ERC organized seminar for journalists
November 20, 2013 - The seminar on " Management of oil revenues in Azerbaijan: current situation and perspectives" was organized for journalists at the conference hall of the Economic Research Center with financial and methodical support of Revenue Watch Institute. The policy paper analyzing the situation related to management of oil and gas revenues in Azerbaijan within the framework of " Revenue management improvement: Case study on management of Azerbaijan and Kazakhstan" was presented to the journalists.

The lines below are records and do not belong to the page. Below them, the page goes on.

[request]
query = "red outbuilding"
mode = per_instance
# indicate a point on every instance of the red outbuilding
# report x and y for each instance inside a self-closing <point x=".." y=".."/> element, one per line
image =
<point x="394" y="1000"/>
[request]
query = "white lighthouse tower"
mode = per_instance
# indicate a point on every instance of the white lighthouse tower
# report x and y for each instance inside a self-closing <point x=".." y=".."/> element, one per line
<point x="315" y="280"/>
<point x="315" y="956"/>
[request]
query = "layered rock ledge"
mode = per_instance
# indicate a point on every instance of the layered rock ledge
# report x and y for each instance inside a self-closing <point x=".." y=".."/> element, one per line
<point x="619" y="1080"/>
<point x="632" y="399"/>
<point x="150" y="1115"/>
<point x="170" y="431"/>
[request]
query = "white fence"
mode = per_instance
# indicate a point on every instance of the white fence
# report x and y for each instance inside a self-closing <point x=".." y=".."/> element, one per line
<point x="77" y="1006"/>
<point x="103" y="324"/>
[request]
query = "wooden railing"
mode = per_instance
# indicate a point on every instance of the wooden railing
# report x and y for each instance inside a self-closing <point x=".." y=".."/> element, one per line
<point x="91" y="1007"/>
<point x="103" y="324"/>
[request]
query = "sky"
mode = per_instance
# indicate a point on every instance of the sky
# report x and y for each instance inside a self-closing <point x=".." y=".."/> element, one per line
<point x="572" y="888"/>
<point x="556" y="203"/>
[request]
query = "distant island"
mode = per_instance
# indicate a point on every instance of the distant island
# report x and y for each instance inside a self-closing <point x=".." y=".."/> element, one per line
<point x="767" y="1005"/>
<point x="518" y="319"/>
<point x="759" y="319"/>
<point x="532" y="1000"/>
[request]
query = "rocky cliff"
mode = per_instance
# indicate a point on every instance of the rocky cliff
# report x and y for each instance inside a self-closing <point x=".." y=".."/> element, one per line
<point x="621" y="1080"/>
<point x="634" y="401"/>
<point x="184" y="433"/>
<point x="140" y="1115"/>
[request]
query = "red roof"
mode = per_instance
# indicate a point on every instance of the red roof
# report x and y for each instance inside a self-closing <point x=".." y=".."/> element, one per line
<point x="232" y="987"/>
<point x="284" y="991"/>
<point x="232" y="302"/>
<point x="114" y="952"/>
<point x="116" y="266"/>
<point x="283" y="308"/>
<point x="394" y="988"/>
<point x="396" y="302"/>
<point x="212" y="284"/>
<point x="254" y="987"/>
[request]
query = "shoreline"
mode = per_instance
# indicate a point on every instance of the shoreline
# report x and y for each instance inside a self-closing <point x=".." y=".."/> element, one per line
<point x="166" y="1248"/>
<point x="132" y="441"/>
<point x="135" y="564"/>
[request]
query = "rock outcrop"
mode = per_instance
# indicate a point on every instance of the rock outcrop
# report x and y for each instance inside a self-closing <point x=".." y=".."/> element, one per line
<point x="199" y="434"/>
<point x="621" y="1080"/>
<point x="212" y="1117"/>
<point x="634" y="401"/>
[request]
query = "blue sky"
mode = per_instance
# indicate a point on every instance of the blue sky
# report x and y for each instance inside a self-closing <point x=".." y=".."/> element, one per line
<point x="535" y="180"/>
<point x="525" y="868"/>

The head of ERC expert group, GubadIbadoglu, mentioned that in this policy paper the current state of macro-economic environment, fiscal rules and legal foundations were analyzed. Similarly, the policy of management of oil revenues, revenue management, including the role of those involved to this process, especially the participation of Oil Fund had were assessed.
According to G.Ibadoglu, the share of oil and oil products in the total export constitutes 92,6 percent. Additionally, 73,1 percent of 2012 budget was formulated of oil revenues. If the price of oil will be constant within upcoming 11 years given the expected rate of production and the proven reserves, the oil revenues of the government will be 1.5 times more than the revenues to be collected until 2013. However, more revenues do not necessarily mean that they will be spent effectively. Thus, Azerbaijan has gained 60618,4 million manat from the exploitation of “ Azari-Chirga-Gunashli” oil field until July 01, 2012. The 56,4 % of this amount has been expended. Moreover, 30457,5 million manat of expended 33109,3 million manat or 92% has been financed through the sale of Azeri oil between 01 January 2008 and 01 July 2012. According to the forecast of the State Oil Fund, expenditures of the Fund will be 424379,3million USD during 2013-2016 or 33367,5 million manat in conformity with exchange rate of July 25, 2012. Thus, the average annual expenditures of the State Oil Fund will constitute 8341,8 million manat for the next 4 years, according to the projections. In fact, although oil production was reached to its peak in 2012, the volume of expenditures and the pace of government can bring about the encroachment of “saving minimum 25 % revenues” principle considered within “Strategy for long-term management of oil and gas revenues”.
Another problem is related to legal base of management of Oil Fund where the revenues are agglomerated: “there are no any fiscal rules regarding expenditures from the Oil Fund as well as its projection. Also, the law on Oil Fund does not exist. If the volume of expenditures transferred from SOFAZ to the state budget will be carried on with the level of 2013( an average 14 billion dollar), in this case the expected oil revenues will be depleted in 10-12 years.”
The expert also underlined that the investment policy of the Oil Fund was one of the focuses of the research: “ The Oil Fund had invested 1 billion 700 million dollar for real estate in foreign countries. Furthermore, the agency has invested finance to offshore fields, for example, allocated funds for management of real estate in Jersey islands and established subsidiary companies. These are the names of those companies established in those islands: “SOF AZ Re Ltd.”, “SOF AZ Re UK L.P”, “SOF AZ Re Min Ltd. 78,St Jamess Street Unit Trust”. In fact, principles set in the Statue of the Oil Fund prevent it to establish such subsidiary companies. Besides, there is lack of transparency in regard to creation of such companies.”
After the presentation, G.Ibadoglu responded to the questions of journalists.